A comandante da Guarda de Vitória foi assassinada dentro de casa na madrugada desta segunda-feira (23), em um crime que está sendo investigado como feminicídio. A vítima, Dayse Barbosa, foi morta no bairro Caratoíra, na capital do Espírito Santo.
De acordo com as primeiras informações, o autor do crime foi o namorado da comandante, um policial rodoviário federal. Após invadir a residência, ele efetuou um disparo que atingiu a vítima na cabeça. Em seguida, o suspeito tirou a própria vida.
As investigações apontam que o agressor teria acessado o imóvel pela varanda, possivelmente utilizando uma escada. A polícia segue apurando os detalhes da invasão e as circunstâncias do crime.
O relacionamento entre os dois, segundo relatos da família, era marcado por conflitos e episódios de ameaça. Em entrevista à TV Tribuna/Band, o pai da vítima revelou que já havia aconselhado a filha a encerrar a relação.
“Eu aconselhava ela a terminar, mas ela não me ouvia”, afirmou o pai, em depoimento à TV Tribuna/Band.
Ainda segundo a família, dias antes do crime, novas ameaças teriam sido feitas, levando a comandante a reforçar a segurança da casa, inclusive com a troca de fechaduras.

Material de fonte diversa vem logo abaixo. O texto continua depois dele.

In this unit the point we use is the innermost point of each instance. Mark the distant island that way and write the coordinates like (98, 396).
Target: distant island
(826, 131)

Horas antes do assassinato, Dayse publicou um conteúdo nas redes sociais sobre independência financeira feminina, destacando a importância da autonomia para sair de relacionamentos abusivos. A postagem ganhou grande repercussão após o ocorrido.

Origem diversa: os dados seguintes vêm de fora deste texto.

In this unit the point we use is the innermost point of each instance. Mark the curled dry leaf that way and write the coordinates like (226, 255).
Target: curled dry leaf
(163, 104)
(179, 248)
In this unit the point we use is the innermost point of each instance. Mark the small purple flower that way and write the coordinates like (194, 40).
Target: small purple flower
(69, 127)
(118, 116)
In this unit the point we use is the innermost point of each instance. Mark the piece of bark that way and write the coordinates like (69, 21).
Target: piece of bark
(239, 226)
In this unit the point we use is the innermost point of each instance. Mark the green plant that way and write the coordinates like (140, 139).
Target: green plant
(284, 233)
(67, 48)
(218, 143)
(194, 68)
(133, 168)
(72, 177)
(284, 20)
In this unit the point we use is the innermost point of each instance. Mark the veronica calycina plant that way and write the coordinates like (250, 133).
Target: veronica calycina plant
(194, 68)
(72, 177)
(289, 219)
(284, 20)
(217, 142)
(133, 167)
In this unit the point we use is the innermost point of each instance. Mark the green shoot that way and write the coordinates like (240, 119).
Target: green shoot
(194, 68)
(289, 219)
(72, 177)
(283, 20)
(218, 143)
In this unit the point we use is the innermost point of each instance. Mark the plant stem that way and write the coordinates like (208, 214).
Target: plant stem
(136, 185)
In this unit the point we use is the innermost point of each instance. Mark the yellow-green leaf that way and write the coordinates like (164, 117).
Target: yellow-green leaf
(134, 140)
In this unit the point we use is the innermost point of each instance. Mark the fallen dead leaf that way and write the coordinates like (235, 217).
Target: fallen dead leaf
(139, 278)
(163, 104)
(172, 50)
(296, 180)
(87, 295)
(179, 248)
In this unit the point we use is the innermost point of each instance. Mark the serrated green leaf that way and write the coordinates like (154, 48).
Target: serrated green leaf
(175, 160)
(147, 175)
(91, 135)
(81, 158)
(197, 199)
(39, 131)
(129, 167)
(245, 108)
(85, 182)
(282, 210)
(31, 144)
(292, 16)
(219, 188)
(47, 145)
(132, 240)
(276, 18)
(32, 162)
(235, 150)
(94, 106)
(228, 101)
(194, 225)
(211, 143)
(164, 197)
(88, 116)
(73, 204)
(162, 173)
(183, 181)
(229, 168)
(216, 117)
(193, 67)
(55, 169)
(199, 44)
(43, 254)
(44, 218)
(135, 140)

Em nota, a Polícia Rodoviária Federal lamentou o caso e informou que o agente estava lotado na delegacia de Campos dos Goytacazes, no Norte Fluminense. A corporação também declarou apoio às investigações e reforçou o compromisso no combate à violência contra a mulher.

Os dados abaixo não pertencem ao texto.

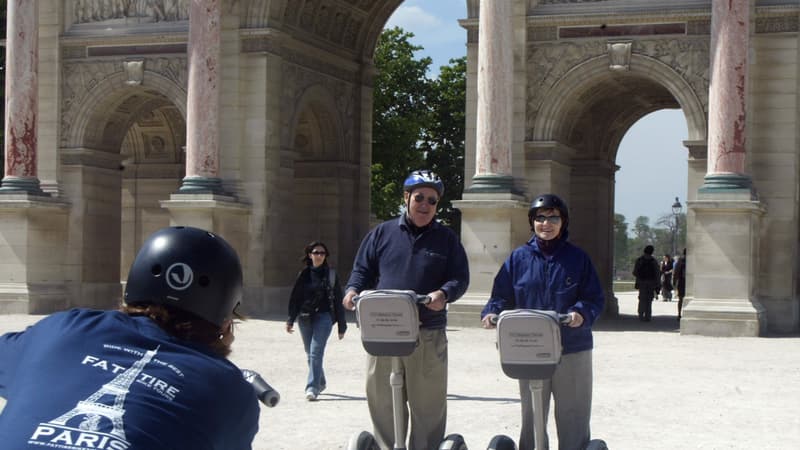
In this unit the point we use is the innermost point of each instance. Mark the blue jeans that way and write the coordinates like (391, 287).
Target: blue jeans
(315, 333)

A Prefeitura de Vitória também se manifestou, destacando a trajetória da comandante e sua atuação em defesa dos direitos das mulheres. O município decretou luto oficial de três dias.
Dayse Barbosa era pedagoga, possuía pós-graduação em Segurança Pública Municipal e deixa uma filha. Sua morte gerou forte comoção e reacendeu o debate sobre a violência contra a mulher no país.
O caso reforça a urgência de medidas efetivas de proteção e prevenção, diante de um problema que segue impactando famílias em todo o Brasil.